Generator Safety

Generator Safety

Choose the right-sized generator for your needs

Selecting the proper wattage of an electric generator involves more than simply adding up the wattage of the lights and appliances you want to power. Electric motors require extra power to start up. A sump pump, for example, may need more than 1,200 watts of power to start up, but only 800 or so to run afterwards. A furnace fan may need over 2,000 watts to start running, then drop to half that level. Light bulbs, water heaters, radios and other motorless end uses have the same wattage requirements to start as to run.

Some generators provide a few hundred watts of power, which limits what you can operate with them. Planning to run just a few large appliances or tools and some lights may require from 4,000 to 12,000 watts' total power from your generator, or more. Smaller generators cost less to buy, but may not meet your needs.


Always make sure that electrical devices are turned off before you connect them to a generator or generator-powered circuit. Once the generator is running, switch devices on one by one. Shut them down again before switching back to your utility service.

Generator Safety Tips

Generators can be helpful during extended power outages.
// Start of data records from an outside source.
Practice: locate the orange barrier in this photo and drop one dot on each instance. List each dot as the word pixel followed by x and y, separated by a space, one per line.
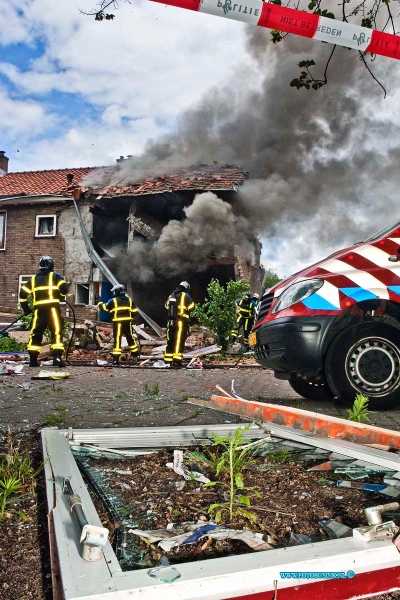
pixel 305 420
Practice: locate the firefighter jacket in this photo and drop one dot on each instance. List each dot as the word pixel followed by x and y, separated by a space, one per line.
pixel 121 308
pixel 46 288
pixel 246 308
pixel 179 305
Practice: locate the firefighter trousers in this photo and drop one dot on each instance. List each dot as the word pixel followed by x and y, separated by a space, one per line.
pixel 121 328
pixel 177 331
pixel 247 325
pixel 43 318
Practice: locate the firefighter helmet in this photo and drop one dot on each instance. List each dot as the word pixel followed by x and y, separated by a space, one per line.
pixel 46 262
pixel 119 290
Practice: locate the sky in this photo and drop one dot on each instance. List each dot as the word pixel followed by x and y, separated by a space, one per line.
pixel 75 92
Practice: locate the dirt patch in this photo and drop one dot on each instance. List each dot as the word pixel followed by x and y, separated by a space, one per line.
pixel 293 501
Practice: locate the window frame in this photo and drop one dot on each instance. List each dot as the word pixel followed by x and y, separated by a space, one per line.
pixel 38 217
pixel 85 285
pixel 3 246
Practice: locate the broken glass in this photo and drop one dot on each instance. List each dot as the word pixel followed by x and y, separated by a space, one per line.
pixel 335 530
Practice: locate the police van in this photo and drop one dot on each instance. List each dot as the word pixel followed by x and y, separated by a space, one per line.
pixel 333 329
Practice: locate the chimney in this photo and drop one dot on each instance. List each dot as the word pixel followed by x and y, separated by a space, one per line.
pixel 3 163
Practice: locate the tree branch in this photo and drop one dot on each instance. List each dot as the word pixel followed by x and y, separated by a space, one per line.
pixel 371 73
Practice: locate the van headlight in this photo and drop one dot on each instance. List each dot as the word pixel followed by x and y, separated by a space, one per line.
pixel 297 292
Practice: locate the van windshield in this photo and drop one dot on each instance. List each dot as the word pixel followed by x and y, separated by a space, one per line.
pixel 384 232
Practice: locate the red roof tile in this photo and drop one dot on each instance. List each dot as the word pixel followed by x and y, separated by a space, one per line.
pixel 200 177
pixel 41 182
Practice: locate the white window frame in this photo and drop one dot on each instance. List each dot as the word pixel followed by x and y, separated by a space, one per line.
pixel 38 217
pixel 3 247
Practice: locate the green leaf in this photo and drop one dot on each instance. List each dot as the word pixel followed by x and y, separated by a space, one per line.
pixel 246 513
pixel 239 481
pixel 214 506
pixel 244 500
pixel 220 465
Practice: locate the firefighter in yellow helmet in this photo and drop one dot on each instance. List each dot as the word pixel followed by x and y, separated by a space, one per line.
pixel 46 289
pixel 245 318
pixel 179 306
pixel 122 310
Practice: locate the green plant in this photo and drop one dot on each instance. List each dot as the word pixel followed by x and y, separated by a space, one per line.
pixel 218 311
pixel 17 476
pixel 359 411
pixel 56 419
pixel 234 459
pixel 280 457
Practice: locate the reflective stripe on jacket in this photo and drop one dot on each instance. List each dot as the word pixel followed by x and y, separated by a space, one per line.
pixel 121 308
pixel 246 308
pixel 45 288
pixel 184 304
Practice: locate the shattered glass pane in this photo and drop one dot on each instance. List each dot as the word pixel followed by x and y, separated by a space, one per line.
pixel 298 539
pixel 335 530
pixel 165 574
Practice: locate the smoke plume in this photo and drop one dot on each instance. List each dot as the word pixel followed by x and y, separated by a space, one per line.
pixel 209 229
pixel 323 164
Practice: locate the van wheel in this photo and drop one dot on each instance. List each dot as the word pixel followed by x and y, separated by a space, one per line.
pixel 311 390
pixel 365 359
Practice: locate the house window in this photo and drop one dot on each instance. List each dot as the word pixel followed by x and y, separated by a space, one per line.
pixel 45 225
pixel 82 293
pixel 3 218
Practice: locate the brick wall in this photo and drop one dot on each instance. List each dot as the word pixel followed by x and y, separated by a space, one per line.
pixel 23 249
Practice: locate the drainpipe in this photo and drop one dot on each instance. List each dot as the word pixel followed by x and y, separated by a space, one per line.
pixel 93 538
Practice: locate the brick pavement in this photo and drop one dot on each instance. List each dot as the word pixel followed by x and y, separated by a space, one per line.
pixel 98 397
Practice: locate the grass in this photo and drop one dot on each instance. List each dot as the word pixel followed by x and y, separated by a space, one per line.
pixel 359 411
pixel 17 477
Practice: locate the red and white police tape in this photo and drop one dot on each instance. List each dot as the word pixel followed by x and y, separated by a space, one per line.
pixel 298 22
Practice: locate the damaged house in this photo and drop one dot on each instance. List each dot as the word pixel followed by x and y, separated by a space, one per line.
pixel 150 232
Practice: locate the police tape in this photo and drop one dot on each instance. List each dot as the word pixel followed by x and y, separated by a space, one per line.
pixel 297 22
pixel 317 574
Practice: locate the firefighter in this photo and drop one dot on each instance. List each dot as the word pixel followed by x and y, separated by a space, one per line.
pixel 46 289
pixel 122 310
pixel 179 306
pixel 245 318
pixel 256 301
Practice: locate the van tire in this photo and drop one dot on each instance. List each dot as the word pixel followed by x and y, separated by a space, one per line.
pixel 365 359
pixel 311 390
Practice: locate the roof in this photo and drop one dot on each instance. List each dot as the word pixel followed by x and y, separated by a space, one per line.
pixel 41 182
pixel 197 177
pixel 200 177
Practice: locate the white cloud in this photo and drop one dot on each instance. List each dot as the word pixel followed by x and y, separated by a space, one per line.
pixel 22 116
pixel 152 60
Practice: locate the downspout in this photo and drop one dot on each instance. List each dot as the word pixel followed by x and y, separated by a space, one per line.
pixel 94 257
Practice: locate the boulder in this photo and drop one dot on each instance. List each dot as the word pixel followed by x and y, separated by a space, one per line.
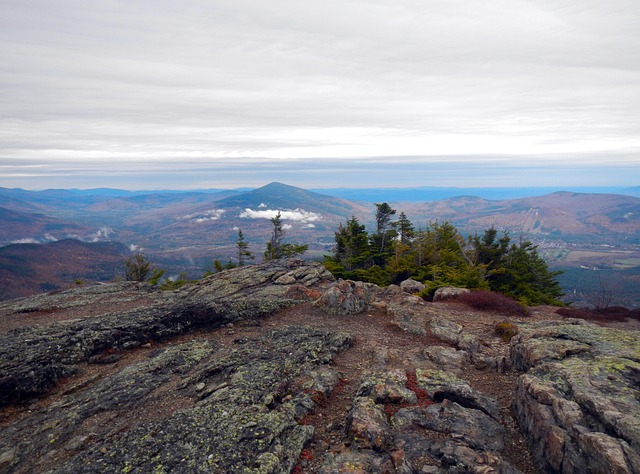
pixel 448 292
pixel 442 385
pixel 232 414
pixel 387 387
pixel 412 286
pixel 447 358
pixel 367 424
pixel 34 359
pixel 579 403
pixel 347 297
pixel 452 333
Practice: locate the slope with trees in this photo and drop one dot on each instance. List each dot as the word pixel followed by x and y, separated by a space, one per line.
pixel 440 256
Please review this safety information and always read, understand and follow the manufacturer's instructions for safe use.

  • Operate outdoors in a clean, dry area. Never operate a generator indoors, in an attached garage or near a building's air intake. Without adequate ventilation, carbon-dioxide, carbon-monoxide, and other dangerous gases can build up and become deadly.
  • Generator must be kept dry and properly grounded.
  • Don't touch a generator if you are wet or are standing in water or on damp ground.
  • After losing power, turn off main breaker or pull main fuse block.
  • Generators that are directly connected to existing wiring systems must use a double-pole, double-throw (DPDT) transfer switch to prevent backfeed.
  • All electrical connections must comply with the National Electric Code.
  • Do not overload generator with too many appliances. Get the right-sized generator for your needs.
  • Use properly sized extension cords in good condition.
  • Keep an approved, fully charged fire extinguisher nearby.
  • You may be liable for damage or injury to people and property that may result from an improperly installed or operated emergency generator.
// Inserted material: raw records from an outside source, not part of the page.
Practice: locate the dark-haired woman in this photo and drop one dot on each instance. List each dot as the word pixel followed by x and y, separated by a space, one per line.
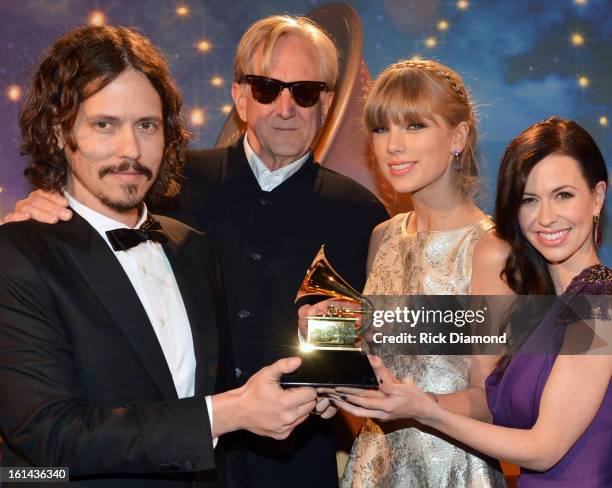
pixel 552 413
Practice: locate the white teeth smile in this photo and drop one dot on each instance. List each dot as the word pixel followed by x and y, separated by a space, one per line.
pixel 400 166
pixel 554 236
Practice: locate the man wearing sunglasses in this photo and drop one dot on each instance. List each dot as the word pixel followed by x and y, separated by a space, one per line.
pixel 268 206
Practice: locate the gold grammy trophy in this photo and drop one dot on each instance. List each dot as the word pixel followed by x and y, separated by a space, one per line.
pixel 331 352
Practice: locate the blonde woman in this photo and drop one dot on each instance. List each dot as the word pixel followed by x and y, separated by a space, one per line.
pixel 423 129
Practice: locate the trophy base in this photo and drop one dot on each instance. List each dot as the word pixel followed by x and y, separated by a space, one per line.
pixel 331 368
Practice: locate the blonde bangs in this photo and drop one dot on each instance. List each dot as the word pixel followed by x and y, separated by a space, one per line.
pixel 401 98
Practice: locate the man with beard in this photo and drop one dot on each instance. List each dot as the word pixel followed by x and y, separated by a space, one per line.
pixel 113 347
pixel 268 206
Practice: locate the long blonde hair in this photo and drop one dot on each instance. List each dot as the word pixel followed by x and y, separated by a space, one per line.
pixel 411 90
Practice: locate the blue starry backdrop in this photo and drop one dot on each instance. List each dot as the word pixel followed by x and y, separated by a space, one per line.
pixel 523 60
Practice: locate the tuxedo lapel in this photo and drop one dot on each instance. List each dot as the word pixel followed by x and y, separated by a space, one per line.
pixel 100 268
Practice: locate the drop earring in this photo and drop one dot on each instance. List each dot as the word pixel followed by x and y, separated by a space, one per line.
pixel 596 231
pixel 457 166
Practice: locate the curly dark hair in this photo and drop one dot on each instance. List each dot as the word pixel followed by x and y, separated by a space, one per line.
pixel 77 66
pixel 526 271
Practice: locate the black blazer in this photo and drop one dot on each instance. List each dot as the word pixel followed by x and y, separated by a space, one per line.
pixel 265 242
pixel 83 379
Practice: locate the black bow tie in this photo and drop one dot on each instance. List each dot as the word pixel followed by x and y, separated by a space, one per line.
pixel 124 239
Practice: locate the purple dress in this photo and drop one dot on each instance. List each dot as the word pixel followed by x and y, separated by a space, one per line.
pixel 514 400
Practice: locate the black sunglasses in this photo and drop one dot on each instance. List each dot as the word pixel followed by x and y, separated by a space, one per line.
pixel 265 90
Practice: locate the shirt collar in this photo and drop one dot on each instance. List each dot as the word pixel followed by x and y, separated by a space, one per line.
pixel 263 174
pixel 102 223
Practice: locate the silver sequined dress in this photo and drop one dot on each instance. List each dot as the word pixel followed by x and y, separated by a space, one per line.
pixel 399 454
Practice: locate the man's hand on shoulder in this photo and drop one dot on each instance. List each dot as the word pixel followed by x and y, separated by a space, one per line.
pixel 40 205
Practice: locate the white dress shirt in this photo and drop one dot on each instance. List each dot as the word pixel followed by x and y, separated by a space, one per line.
pixel 150 273
pixel 268 180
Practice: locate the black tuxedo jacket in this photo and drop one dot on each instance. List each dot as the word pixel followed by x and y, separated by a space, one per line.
pixel 83 380
pixel 265 242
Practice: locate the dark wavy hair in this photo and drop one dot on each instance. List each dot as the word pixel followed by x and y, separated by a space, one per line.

Stay Safe - Reduce Fire Hazards

  • Don't store gasoline or other generator fuels in your home or near the generator.
  • Don't refuel the generator while it's running.
  • Don't smoke, use open flames, or operate electrical switches while handling fuel.
  • Don't store fuel in any container that isn't specifically designed for that purpose.

Additional Tips

  • Protect vital household circuits with Ground Fault Interrupters, devices built into wall outlets that trip out if current surges. If your home doesn't already have GFIs, an electrical contractor can install them at moderate cost.
  • Be sure to inspect and maintain your generator regularly.

Connecting a generator

Direct Connection: 

To power your household circuits directly, you must install a transfer switch. Whether automatic or manual, a transfer switch makes sure your household wiring, or selected circuits to be supplied by the generator, can't be connected to the utility grid and to your generator at the same time. That prevents backfeed and the risk of having your generator damaged or destroyed if utility power is restored while the generator is connected to your wiring. A licensed electrician will install the switch for you. A directly connected generator can backfeed onto the power lines connected to your home. Utility transformers can then step up this backfeed to thousands of volts, and that can be a hazard to a utility lineworker making outage repairs to the electricity system. A licensed electrician will install the switch for you.

Portable Connection:

Portable generators aren't intended to be connected directly to your household wiring, but to the items you wish to power. Use properly sized, outdoor-rated cords to power items such as a stove, refrigerator, furnace, water pump, or lamps. If a portable unit is to be hooked to household circuits rather than to appliances themselves, it needs a transfer switch and a dry, solid mounting in a properly vented area, just as a permanent unit does. Portable generators need to be grounded, just like other major electrical devices. Follow the manufacturer's instructions for safe use.